Según las leyes de Massachusetts, tenían que pasar dos años antes de que el divorcio fuera efectivo y pudiera casarse otra vez. Hasta entonces le estaba legalmente prohibido establecer cualquier tipo de relación romántica con un hombre. Durante ese período de espera, del que todavía quedaba un año, cualquier violación, real o aparente, de la ley anularía de inmediato el divorcio y no se le permitiría casarse otra vez.

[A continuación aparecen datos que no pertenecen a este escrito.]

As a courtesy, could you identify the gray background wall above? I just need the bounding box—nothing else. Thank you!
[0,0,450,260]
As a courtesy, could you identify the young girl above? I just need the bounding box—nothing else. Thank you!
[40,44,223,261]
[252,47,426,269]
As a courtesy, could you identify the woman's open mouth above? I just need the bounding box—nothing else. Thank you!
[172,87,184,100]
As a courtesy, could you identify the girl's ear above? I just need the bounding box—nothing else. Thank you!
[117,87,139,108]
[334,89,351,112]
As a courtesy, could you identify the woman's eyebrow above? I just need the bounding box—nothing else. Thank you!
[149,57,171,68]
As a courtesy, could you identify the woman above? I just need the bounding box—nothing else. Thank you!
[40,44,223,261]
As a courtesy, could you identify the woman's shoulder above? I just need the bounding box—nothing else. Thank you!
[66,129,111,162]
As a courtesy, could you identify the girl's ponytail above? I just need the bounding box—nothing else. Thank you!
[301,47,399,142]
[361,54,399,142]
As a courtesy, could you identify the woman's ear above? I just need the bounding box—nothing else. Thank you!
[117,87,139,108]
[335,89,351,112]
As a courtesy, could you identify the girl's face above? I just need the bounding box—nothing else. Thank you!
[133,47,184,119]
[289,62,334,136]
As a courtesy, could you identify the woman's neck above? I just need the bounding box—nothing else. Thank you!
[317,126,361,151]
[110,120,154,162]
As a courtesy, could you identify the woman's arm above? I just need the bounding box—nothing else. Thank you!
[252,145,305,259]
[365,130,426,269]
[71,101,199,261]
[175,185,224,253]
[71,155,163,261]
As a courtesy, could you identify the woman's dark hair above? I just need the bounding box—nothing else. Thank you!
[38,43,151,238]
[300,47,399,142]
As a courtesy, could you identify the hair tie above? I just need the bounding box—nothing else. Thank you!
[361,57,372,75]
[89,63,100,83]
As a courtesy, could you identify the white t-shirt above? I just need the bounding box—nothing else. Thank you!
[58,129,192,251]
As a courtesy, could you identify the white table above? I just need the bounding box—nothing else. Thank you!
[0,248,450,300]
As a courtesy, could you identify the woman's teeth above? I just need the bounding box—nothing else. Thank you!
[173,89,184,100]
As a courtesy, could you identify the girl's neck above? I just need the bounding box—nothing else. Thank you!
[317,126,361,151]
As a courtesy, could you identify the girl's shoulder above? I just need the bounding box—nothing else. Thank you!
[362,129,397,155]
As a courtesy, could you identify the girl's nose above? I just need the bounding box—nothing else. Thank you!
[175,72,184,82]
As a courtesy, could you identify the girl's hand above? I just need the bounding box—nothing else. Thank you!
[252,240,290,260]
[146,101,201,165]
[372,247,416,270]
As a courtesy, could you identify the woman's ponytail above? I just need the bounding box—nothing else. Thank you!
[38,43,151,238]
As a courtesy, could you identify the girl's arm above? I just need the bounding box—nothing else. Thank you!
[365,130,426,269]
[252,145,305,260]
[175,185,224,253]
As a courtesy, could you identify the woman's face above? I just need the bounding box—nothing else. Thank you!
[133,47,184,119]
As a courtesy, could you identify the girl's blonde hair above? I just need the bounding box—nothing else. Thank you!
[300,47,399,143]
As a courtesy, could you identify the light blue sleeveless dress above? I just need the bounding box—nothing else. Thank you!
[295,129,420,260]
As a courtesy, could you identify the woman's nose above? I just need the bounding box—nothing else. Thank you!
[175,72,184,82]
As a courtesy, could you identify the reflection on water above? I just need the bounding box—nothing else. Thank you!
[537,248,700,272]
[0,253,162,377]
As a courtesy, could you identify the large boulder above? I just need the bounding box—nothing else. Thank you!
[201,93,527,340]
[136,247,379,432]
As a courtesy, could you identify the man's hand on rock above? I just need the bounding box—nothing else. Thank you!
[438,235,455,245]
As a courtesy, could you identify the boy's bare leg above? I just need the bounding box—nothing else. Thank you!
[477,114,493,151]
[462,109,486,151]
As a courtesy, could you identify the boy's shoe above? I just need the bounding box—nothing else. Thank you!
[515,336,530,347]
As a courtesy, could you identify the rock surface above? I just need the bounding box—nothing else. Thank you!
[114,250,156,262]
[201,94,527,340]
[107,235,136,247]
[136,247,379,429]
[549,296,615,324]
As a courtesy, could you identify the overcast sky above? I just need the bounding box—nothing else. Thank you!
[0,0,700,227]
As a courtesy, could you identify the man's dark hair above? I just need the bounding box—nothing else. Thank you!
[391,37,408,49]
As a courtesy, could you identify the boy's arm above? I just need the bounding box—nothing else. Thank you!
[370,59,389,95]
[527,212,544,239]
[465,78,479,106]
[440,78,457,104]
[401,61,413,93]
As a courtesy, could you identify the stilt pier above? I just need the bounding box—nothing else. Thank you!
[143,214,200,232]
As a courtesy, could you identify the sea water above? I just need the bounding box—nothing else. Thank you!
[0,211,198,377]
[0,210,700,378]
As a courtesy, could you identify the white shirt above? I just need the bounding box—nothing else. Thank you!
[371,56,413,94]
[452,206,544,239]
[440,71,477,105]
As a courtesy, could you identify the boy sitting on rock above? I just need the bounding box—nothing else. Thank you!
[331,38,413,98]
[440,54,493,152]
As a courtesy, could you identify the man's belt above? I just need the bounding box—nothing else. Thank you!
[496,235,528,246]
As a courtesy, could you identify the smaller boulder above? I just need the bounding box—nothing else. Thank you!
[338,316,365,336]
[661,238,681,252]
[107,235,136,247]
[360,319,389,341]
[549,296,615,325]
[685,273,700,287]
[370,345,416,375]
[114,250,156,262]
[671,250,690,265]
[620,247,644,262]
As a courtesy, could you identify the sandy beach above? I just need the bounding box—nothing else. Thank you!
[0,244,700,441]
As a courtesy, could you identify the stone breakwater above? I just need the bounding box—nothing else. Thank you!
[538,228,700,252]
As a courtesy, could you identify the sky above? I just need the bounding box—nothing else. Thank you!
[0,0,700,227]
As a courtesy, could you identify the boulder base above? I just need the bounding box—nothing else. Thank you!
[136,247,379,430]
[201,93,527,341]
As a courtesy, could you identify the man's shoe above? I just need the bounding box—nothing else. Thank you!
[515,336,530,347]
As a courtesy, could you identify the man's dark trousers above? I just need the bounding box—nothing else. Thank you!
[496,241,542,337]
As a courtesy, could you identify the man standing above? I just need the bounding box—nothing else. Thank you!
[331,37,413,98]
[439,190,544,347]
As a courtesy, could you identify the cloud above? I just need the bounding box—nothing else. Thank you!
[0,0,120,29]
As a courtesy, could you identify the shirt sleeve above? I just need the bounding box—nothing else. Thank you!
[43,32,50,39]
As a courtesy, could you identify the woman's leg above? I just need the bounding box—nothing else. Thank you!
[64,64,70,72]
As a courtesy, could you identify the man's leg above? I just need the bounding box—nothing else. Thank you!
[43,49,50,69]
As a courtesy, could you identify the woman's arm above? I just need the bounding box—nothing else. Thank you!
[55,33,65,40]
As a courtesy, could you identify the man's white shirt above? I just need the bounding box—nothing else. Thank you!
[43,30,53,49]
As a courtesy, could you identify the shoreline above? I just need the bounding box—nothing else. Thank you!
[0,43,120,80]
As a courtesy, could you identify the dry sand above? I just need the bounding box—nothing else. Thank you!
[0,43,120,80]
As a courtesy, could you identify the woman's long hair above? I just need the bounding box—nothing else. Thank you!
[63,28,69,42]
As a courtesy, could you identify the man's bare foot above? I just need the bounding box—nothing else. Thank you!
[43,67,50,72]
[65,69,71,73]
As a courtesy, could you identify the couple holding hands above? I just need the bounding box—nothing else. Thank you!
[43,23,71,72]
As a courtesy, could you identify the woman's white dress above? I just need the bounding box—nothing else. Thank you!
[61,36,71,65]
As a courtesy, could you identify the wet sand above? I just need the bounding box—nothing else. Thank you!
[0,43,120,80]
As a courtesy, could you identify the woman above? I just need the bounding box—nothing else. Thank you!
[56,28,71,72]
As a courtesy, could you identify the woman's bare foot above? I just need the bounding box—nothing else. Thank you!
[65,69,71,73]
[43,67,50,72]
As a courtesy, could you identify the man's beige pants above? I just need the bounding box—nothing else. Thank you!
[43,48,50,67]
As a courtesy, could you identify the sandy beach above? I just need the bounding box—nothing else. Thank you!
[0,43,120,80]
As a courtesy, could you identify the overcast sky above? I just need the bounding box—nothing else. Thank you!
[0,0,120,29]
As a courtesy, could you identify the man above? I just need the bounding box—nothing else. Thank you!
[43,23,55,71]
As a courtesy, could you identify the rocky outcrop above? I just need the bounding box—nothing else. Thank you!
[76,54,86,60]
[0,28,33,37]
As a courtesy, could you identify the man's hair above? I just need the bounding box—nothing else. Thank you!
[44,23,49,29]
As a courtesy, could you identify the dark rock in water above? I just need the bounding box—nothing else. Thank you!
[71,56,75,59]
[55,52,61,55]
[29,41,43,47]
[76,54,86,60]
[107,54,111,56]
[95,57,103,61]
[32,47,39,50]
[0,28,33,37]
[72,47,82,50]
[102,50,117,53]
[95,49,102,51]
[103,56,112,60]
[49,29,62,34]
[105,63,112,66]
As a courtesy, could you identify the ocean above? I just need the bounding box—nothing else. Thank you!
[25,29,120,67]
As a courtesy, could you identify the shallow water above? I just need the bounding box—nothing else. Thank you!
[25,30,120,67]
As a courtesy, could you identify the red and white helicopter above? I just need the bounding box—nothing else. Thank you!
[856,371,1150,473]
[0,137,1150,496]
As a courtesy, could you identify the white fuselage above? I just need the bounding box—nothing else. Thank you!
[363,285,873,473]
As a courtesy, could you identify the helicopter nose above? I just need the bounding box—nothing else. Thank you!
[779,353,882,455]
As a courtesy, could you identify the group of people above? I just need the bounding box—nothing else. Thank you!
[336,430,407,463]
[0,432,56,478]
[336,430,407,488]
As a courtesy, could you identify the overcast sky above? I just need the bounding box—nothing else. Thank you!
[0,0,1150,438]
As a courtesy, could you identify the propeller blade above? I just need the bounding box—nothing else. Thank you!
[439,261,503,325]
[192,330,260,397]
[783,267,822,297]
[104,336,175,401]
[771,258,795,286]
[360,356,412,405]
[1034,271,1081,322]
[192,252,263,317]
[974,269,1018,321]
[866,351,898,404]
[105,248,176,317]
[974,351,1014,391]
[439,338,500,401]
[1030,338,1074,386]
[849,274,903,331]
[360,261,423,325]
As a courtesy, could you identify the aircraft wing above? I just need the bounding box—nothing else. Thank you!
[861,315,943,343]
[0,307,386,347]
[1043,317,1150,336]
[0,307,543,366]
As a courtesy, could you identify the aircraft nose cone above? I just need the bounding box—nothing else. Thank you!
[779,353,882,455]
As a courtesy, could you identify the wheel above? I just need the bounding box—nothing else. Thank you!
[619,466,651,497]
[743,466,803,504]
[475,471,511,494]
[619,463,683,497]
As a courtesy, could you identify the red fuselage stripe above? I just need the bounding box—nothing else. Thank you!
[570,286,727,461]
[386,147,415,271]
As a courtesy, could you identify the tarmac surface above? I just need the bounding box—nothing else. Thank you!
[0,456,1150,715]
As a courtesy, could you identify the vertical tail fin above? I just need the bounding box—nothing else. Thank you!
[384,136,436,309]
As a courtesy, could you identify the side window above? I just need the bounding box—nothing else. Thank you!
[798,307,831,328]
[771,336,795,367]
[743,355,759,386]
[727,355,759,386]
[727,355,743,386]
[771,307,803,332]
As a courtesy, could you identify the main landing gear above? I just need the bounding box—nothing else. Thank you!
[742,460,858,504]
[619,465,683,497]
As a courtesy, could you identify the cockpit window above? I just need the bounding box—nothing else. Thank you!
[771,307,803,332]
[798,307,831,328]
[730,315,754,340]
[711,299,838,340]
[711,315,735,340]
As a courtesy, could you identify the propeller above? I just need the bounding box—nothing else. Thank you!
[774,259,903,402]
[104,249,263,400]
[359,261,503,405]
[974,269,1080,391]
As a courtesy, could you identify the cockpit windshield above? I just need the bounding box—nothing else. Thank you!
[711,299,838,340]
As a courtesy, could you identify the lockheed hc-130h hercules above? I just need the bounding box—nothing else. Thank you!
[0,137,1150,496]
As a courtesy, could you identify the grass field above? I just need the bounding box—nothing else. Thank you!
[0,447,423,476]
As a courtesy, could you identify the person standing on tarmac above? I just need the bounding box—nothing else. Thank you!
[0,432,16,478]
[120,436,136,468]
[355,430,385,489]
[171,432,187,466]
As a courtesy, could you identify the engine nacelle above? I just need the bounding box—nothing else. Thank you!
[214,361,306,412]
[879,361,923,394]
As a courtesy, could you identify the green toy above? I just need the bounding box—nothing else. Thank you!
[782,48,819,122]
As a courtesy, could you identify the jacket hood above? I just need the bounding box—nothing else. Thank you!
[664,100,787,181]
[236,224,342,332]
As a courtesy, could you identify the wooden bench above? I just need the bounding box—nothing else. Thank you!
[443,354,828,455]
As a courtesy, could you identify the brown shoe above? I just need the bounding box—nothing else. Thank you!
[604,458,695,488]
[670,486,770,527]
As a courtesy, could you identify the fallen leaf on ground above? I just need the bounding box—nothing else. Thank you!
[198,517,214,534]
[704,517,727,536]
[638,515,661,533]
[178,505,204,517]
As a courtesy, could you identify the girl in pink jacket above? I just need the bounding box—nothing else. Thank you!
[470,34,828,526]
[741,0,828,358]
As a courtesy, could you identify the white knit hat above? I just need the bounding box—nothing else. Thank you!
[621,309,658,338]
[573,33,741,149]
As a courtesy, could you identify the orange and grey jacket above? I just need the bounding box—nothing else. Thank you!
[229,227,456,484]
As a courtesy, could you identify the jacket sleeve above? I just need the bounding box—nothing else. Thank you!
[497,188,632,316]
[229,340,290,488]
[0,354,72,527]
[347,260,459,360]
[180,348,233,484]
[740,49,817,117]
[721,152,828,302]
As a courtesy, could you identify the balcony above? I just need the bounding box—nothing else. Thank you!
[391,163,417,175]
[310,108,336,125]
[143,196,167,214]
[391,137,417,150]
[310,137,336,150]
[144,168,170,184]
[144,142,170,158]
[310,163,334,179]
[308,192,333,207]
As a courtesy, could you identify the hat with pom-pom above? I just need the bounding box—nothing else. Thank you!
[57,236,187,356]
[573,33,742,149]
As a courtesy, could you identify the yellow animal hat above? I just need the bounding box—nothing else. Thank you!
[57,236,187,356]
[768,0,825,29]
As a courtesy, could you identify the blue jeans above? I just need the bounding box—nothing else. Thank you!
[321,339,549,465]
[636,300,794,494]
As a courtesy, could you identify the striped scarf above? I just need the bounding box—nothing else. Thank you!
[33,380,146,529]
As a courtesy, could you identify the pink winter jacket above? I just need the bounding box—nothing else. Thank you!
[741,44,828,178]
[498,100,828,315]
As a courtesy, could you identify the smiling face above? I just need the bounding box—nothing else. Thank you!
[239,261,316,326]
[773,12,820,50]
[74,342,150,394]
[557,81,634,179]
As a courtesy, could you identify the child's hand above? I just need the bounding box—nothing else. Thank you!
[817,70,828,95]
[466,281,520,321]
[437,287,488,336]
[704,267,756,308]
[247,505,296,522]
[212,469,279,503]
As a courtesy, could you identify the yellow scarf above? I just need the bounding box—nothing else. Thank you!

Volver a convertirse en esposa no era lo que más le preocupaba mientras se preparaba para cambiarse a la habitación de arriba. Las demás asistentes podían hablar lo que quisieran de casarse y del lugar en el que conocerían a su mítico futuro marido y de que la última revista de señoras aseguraba que afeitarse la cabeza por completo proporcionaba un cabello más lustroso cuando volviera a salir. Todo aquello no iba con ella. A pesar de todo, Rebecca sentía que era una privilegiada en su situación actual. Había conocido el matrimonio y no le había dado más que disgustos. Su puesto en la empresa era otra cosa. Bien es verdad que tanto ella como sus compañeras de la oficina eran «asistentes», ni siquiera administrativas, y cobraban una cuarta parte de lo que cobraban la mayoría de los hombres que trabajaban en Fields, Osgood & Co., lo mismo que en todas las demás empresas. Pero disfrutaba de su trabajo y éste la mantenía en una ciudad llena de mujeres jóvenes dispuestas a arrebatarle tanto su puesto como su habitación. Por eso, y por la confianza que había demostrado Osgood en su capacidad para cuidar de sí misma, le había dado las gracias espontáneamente antes de irse de la oficina.

Podía parecer algo extraño sentirse aliviada al cambiar un hogar y un marido por una exigua habitación de pensión y un trabajo de oficina de jornada completa, pero así lo sentía. Recordó las palabras de la señora Gamp, el parlanchín personaje de Dickens: «Es poco lo que necesita, y no tiene ni ese poco». Lo poco que necesitaba Rebecca sí lo tenía.